Cover Page

Information Quality

The Potential of Data and Analytics to Generate Knowledge

 

 

Ron S. Kenett

KPA, Israel and University of Turin, Italy

Galit Shmueli

National Tsing Hua University, Taiwan

 

 

 

 

 

 

logo.gif

 

 

 

To Sima; our children Dolav, Ariel, Dror, and Yoed; and their families and especially their children, Yonatan, Alma, Tomer, Yadin, Aviv, Gili, Matan, and Eden, they are my source of pride and motivation.

And to the memory of my dear friend, Roberto Corradetti, who dedicated his career to applied statistics.

RSK

To my family, mentors, colleagues, and students who’ve sparked and nurtured the creation of new knowledge and innovative thinking

GS

Foreword

I am often invited to assess research proposals. Included amongst the questions I have to ask myself in such assessments are: Are the goals stated sufficiently clearly? Does the study have a good chance of achieving the stated goals? Will the researchers be able to obtain sufficient quality data for the project? Are the analysis methods adequate to answer the questions? And so on. These questions are fundamental, not merely for research proposals, but for any empirical study – for any study aimed at extracting useful information from evidence or data. And yet they are rarely overtly stated. They tend to lurk in the background, with the capability of springing into the foreground to bite those who failed to think them through.

These questions are precisely the sorts of questions addressed by the InfoQ – Information Quality – framework. Answering such questions allows funding bodies, corporations, national statistical institutes, and other organisations to rank proposals, balance costs against success probability, and also to identify the weaknesses and hence improve proposals and their chance of yielding useful and valuable information.
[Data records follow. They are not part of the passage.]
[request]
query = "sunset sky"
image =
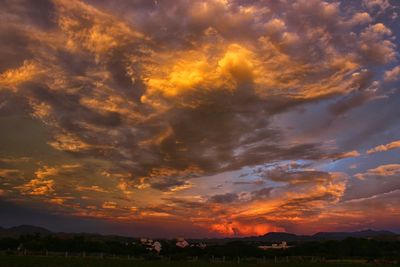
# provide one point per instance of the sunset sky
(200, 118)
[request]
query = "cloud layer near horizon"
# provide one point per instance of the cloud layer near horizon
(147, 111)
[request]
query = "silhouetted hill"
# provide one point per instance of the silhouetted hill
(343, 235)
(269, 237)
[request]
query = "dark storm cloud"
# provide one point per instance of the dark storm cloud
(166, 92)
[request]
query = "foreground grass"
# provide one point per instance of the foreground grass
(37, 261)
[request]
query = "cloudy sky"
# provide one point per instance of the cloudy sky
(200, 118)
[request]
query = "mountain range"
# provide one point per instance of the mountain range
(268, 237)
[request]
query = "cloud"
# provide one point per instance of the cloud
(109, 205)
(385, 147)
(162, 95)
(392, 75)
(380, 171)
(37, 187)
(94, 188)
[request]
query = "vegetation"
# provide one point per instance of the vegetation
(27, 261)
(86, 250)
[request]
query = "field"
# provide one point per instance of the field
(37, 261)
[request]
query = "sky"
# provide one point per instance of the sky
(200, 118)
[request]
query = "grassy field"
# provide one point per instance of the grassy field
(37, 261)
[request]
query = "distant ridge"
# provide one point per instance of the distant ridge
(268, 237)
(279, 236)
(23, 230)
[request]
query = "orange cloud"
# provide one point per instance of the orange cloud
(380, 171)
(386, 147)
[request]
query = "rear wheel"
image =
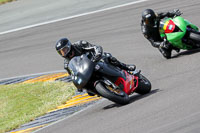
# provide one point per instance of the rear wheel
(195, 36)
(166, 52)
(115, 95)
(144, 85)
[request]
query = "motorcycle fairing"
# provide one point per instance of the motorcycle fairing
(128, 85)
(179, 27)
(81, 69)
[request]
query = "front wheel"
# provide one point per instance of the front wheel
(117, 96)
(144, 85)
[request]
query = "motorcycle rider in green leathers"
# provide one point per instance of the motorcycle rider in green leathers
(150, 29)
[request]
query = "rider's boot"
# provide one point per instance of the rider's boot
(121, 65)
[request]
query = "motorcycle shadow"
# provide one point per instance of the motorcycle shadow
(133, 98)
(187, 52)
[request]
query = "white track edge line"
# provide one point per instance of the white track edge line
(70, 17)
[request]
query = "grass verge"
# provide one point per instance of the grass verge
(21, 103)
(5, 1)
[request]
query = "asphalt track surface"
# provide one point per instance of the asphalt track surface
(173, 106)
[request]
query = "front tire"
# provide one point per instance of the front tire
(195, 36)
(144, 85)
(103, 90)
(166, 52)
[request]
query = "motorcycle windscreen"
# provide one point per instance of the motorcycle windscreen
(166, 26)
(81, 69)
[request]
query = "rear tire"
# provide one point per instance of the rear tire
(144, 85)
(106, 93)
(166, 52)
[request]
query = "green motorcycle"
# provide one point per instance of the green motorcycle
(180, 33)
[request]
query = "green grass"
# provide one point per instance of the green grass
(5, 1)
(21, 103)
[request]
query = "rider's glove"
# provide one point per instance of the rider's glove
(177, 12)
(131, 67)
(165, 44)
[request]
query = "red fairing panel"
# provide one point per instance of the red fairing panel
(128, 85)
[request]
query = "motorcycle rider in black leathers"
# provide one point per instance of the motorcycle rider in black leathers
(150, 28)
(68, 50)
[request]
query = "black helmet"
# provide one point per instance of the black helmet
(63, 47)
(149, 17)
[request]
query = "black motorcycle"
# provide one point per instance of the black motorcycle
(106, 80)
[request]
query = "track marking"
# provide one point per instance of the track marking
(49, 77)
(77, 100)
(71, 17)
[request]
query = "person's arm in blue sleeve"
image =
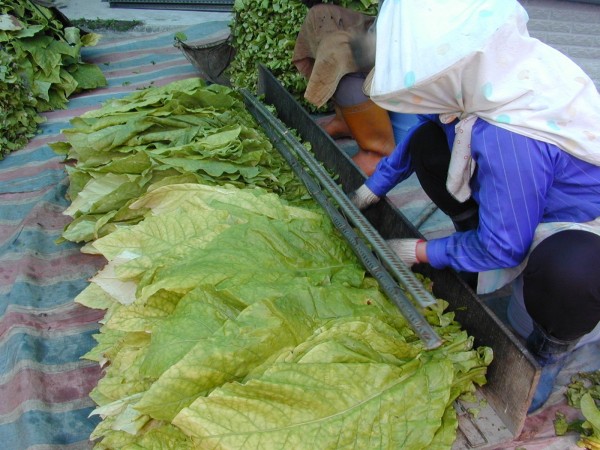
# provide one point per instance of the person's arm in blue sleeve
(510, 183)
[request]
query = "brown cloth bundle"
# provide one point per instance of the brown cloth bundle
(323, 53)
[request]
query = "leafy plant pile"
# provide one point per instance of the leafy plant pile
(40, 67)
(236, 318)
(183, 132)
(583, 393)
(265, 32)
(237, 321)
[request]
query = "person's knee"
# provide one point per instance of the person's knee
(561, 286)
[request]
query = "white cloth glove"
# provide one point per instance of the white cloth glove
(363, 197)
(406, 249)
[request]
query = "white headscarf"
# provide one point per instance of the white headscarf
(474, 58)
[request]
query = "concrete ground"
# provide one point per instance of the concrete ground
(153, 19)
(572, 27)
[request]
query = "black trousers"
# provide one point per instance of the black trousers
(561, 282)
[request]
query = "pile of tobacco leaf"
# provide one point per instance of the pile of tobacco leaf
(40, 67)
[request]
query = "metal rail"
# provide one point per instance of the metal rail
(284, 141)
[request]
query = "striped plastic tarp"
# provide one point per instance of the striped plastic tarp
(44, 383)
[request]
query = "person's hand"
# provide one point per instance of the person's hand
(407, 250)
(363, 197)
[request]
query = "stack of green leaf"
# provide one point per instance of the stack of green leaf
(583, 392)
(235, 320)
(235, 317)
(183, 132)
(40, 68)
(265, 32)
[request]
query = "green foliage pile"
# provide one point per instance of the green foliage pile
(40, 68)
(583, 393)
(236, 321)
(236, 316)
(183, 132)
(265, 32)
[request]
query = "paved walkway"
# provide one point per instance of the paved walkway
(571, 27)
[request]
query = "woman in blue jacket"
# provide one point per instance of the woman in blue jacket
(508, 145)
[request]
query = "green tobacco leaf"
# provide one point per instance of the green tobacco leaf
(305, 405)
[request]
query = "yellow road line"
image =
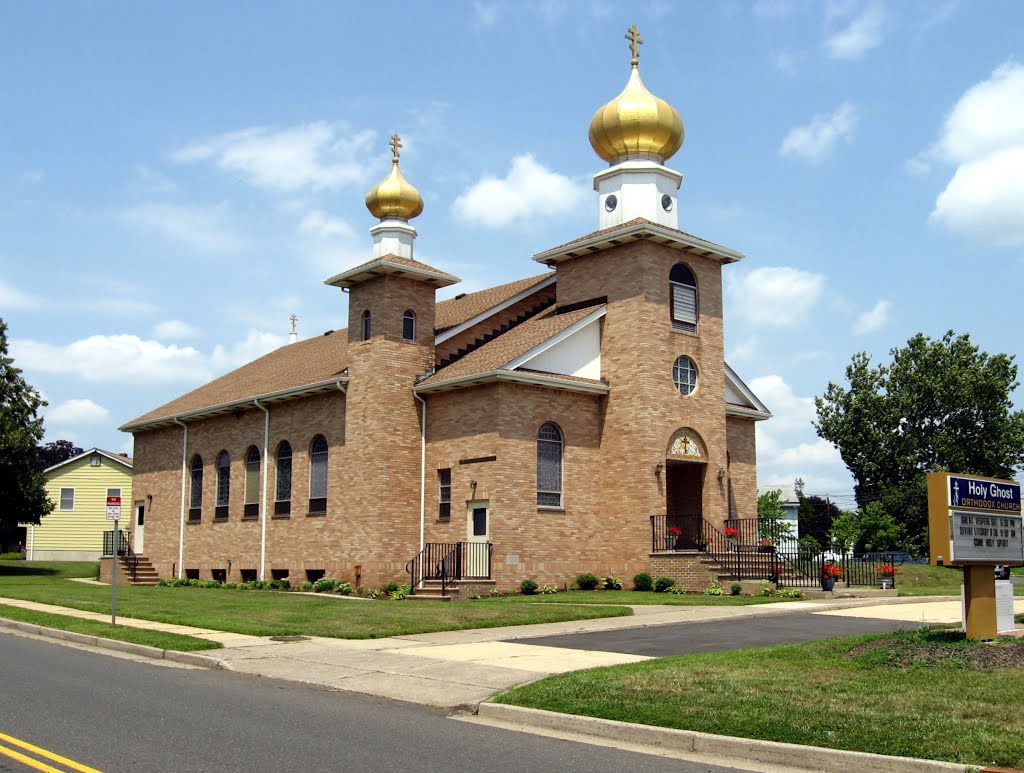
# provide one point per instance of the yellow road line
(42, 753)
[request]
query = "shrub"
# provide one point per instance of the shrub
(587, 582)
(611, 584)
(643, 582)
(664, 584)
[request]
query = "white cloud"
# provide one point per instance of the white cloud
(77, 412)
(776, 296)
(317, 156)
(872, 320)
(530, 190)
(814, 140)
(984, 135)
(11, 297)
(201, 228)
(325, 226)
(174, 330)
(863, 33)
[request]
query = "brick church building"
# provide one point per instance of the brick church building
(538, 429)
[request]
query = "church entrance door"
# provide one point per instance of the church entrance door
(684, 500)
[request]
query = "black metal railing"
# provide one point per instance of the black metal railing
(451, 561)
(124, 551)
(765, 549)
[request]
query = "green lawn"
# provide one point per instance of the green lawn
(813, 694)
(272, 613)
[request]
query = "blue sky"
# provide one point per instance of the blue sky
(177, 179)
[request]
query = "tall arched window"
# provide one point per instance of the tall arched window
(684, 298)
(549, 466)
(317, 475)
(252, 483)
(223, 485)
(196, 489)
(283, 499)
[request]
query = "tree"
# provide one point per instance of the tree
(939, 405)
(23, 487)
(55, 453)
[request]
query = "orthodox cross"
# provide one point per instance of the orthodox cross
(635, 42)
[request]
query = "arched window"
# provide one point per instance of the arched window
(549, 466)
(252, 483)
(283, 499)
(196, 489)
(683, 287)
(223, 485)
(317, 475)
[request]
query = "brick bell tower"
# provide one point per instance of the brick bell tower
(390, 342)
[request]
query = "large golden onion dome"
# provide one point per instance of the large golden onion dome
(394, 197)
(636, 124)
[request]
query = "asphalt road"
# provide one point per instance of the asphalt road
(685, 638)
(120, 715)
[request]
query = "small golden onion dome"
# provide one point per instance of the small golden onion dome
(636, 125)
(394, 197)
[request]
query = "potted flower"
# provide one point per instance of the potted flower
(829, 573)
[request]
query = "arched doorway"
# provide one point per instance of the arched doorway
(685, 466)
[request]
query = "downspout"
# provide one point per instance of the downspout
(181, 517)
(423, 474)
(262, 499)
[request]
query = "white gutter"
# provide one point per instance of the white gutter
(181, 518)
(423, 479)
(262, 499)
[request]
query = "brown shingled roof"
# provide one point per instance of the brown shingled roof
(292, 367)
(507, 347)
(458, 310)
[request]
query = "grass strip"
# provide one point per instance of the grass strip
(158, 639)
(813, 694)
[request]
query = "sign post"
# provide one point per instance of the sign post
(114, 514)
(976, 523)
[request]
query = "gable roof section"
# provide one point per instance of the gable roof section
(636, 229)
(126, 461)
(466, 310)
(308, 367)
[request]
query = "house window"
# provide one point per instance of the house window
(683, 288)
(196, 490)
(684, 373)
(444, 495)
(549, 466)
(283, 498)
(317, 475)
(223, 485)
(252, 483)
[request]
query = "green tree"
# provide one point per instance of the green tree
(23, 487)
(939, 405)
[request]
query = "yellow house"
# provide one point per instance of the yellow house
(79, 487)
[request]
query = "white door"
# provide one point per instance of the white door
(478, 537)
(138, 527)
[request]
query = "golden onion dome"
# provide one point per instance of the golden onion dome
(394, 197)
(636, 124)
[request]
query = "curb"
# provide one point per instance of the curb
(142, 650)
(687, 741)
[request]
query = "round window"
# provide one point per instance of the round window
(684, 373)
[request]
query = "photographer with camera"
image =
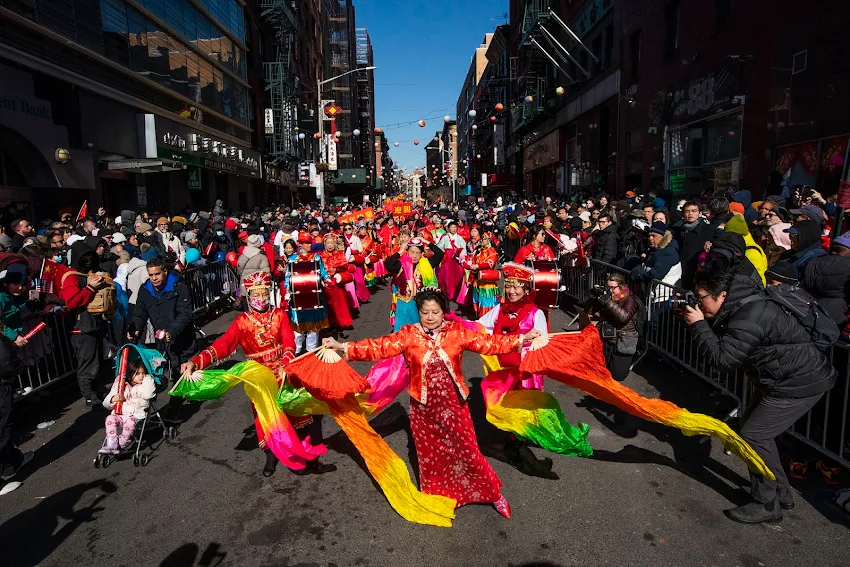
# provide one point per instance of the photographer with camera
(621, 314)
(753, 332)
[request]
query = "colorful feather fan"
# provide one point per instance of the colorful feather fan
(576, 360)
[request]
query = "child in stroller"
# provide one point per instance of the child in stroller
(139, 390)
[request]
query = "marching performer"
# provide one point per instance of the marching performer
(265, 335)
(482, 275)
(450, 462)
(411, 270)
(340, 272)
(536, 249)
(454, 252)
(307, 323)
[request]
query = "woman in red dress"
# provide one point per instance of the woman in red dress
(536, 249)
(450, 462)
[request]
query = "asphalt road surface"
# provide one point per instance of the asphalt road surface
(649, 496)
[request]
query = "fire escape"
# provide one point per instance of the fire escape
(281, 83)
(544, 56)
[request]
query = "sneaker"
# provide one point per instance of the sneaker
(798, 469)
(830, 474)
(10, 471)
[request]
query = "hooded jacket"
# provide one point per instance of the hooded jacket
(827, 278)
(753, 252)
(169, 309)
(760, 338)
(662, 263)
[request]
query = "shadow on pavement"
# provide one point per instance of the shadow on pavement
(33, 535)
(187, 556)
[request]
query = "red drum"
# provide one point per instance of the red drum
(305, 285)
(490, 276)
(546, 283)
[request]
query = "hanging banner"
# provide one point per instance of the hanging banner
(332, 160)
(367, 214)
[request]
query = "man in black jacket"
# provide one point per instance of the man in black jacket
(164, 300)
(752, 333)
(607, 243)
(691, 233)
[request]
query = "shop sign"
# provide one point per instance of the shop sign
(706, 94)
(193, 179)
(269, 120)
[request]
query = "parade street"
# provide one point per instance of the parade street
(646, 498)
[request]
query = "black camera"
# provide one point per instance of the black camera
(679, 302)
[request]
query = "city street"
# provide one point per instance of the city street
(646, 498)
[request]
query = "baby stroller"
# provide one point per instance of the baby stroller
(159, 369)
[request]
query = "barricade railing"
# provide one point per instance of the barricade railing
(825, 428)
(49, 355)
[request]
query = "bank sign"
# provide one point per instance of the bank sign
(179, 143)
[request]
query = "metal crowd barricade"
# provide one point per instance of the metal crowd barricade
(211, 285)
(825, 428)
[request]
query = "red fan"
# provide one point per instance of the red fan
(326, 375)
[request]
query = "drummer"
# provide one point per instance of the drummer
(307, 321)
(536, 249)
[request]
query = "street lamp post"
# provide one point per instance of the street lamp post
(322, 119)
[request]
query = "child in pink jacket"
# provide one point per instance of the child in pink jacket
(139, 390)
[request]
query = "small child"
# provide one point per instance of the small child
(139, 390)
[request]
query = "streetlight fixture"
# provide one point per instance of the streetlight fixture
(322, 120)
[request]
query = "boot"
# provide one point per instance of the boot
(111, 446)
(503, 507)
(756, 513)
(271, 464)
(524, 460)
(315, 467)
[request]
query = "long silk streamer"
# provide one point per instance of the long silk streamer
(387, 468)
(577, 360)
(261, 388)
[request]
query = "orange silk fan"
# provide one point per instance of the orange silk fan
(326, 375)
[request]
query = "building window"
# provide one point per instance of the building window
(671, 22)
(634, 52)
(722, 12)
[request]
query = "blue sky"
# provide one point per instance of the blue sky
(422, 49)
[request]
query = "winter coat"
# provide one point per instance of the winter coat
(691, 244)
(605, 249)
(662, 263)
(251, 260)
(765, 341)
(168, 309)
(77, 294)
(754, 253)
(137, 397)
(827, 278)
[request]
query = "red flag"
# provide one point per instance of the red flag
(84, 211)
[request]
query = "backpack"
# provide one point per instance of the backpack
(805, 308)
(105, 300)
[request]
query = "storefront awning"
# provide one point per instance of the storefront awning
(144, 165)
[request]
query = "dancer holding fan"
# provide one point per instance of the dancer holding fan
(266, 336)
(450, 462)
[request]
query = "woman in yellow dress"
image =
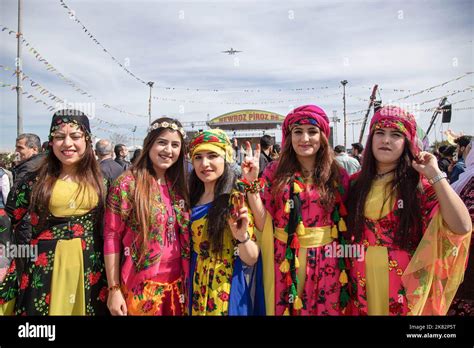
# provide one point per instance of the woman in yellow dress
(61, 207)
(225, 275)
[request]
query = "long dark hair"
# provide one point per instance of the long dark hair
(325, 172)
(87, 172)
(405, 184)
(144, 175)
(219, 212)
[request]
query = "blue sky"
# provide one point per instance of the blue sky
(287, 46)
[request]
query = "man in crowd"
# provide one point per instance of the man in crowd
(28, 156)
(121, 153)
(351, 165)
(266, 146)
(110, 168)
(463, 143)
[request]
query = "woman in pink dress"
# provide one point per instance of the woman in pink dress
(303, 194)
(412, 227)
(146, 232)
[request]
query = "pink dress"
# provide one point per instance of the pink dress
(321, 290)
(154, 283)
(380, 233)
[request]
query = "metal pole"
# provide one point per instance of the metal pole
(149, 102)
(435, 114)
(19, 75)
(364, 123)
(344, 83)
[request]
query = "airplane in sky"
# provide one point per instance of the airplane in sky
(231, 51)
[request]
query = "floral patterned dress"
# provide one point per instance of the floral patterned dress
(43, 288)
(214, 277)
(319, 286)
(154, 283)
(367, 274)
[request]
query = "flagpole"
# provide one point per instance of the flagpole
(19, 75)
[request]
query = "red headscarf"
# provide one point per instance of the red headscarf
(306, 114)
(394, 117)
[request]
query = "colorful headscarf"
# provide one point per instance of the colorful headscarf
(394, 117)
(172, 124)
(215, 140)
(70, 116)
(306, 114)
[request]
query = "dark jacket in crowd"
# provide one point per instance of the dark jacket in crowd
(110, 169)
(125, 164)
(263, 162)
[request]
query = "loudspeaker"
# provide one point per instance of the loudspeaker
(446, 113)
(377, 105)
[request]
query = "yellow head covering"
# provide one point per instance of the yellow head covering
(215, 140)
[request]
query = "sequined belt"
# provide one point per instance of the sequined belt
(312, 238)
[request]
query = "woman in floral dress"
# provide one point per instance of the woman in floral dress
(303, 195)
(146, 228)
(413, 228)
(226, 278)
(61, 207)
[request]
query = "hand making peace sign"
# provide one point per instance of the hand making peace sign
(250, 165)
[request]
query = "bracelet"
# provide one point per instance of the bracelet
(437, 178)
(252, 187)
(114, 287)
(244, 241)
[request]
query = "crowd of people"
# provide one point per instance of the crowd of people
(194, 227)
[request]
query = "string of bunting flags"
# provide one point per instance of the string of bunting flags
(72, 15)
(51, 96)
(54, 98)
(264, 102)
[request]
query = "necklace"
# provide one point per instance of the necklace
(170, 222)
(380, 176)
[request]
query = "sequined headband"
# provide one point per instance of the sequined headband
(166, 124)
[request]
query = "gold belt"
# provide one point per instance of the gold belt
(312, 238)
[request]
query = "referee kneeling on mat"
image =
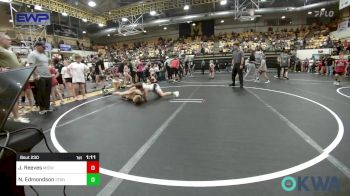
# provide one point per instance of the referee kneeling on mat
(238, 64)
In a context of increasing constraints on financial resources, it is critical that money is well spent, so that maximising the chance that studies will obtain useful information is becoming more and more important. The InfoQ framework provides a structure for maximising these chances.

A glance at the statistics shelves of any technical library will reveal that most books focus narrowly on the details of data analytic methods. The same is true of almost all statistics teaching. This is all very well – it is certainly vital that such material be covered. After all, without an understanding of the basic tools, no analysis, no knowledge extraction would be possible. But such a narrow focus typically fails to place such work in the broader context, without which its chances of success are damaged. This volume will help to rectify that oversight. It will provide readers with insight into and understanding of other key parts of empirical analysis, parts which are vital if studies are to yield valid, accurate, and useful conclusions.

But the book goes beyond merely providing a framework. It also delves into the details of these overlooked aspects of data analysis. It discusses the fact that the same data may be high quality for one purpose and low for another, and that the adequacy of an analysis depends on the data and the goal, as well as depending on other less obvious aspects, such as the accessibility, completeness, and confidentiality of the data. And it illustrates the ideas with a series of illuminating applications.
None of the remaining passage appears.